We first present a novel idea to compute square roots over some families of finite fields. Our square root algorithm is deterministic polynomial-time and can be proved by elementary means. The approach of taking square roots is generalized to take $n$th roots. Then, we present a deterministic polynomial-time algorithm to solve polynomial equations over some families of finite fields. As applications, we construct a deterministic polynomial-time primality test for some forms of integers and show a deterministic polynomial-time algorithm computing elliptic curve ``$n$th roots''.

For example, we prove the following statements. Denote a finite field with $q$ elements and characteristic $p$ by $\F_q$.

(I) Suppose $p\equiv 1\pmod{12}$, $q=2^e3^ft+1$ for some $e,f\geq 1$ and some $t=O(\POLY(\log q))$. There is a deterministic polynomial time algorithm taking square roots over $\F_q$.

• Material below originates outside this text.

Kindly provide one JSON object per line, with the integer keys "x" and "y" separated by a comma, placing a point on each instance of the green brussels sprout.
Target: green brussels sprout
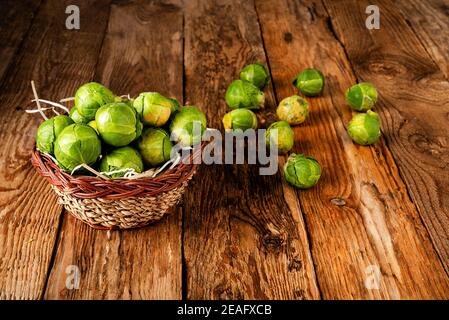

(II) Let $r_1^{e_1}\cdots r_m^{e_m}$ be the prime factorization of $q-1$. Suppose $r_j=O(\POLY(\log q))$ and a primitive $r_j$th root of unity can be computed efficiently for $1\leq j\leq m$. There is a deterministic polynomial time algorithm solving any polynomial equation with degree $O(\POLY(\log q))$ over $\F_q$.

(III) Let $N=r^et+1$ for some prime $r$ and some positive integers $t$ and $e$ with $r^e>t$. There is an $\O(r^2(\log^2 N)(t+r\log N))$ deterministic primality testing algorithm. If $r$ is a small constant and $t=O(\log N)$, the running time is $\O(\log^3 N)$.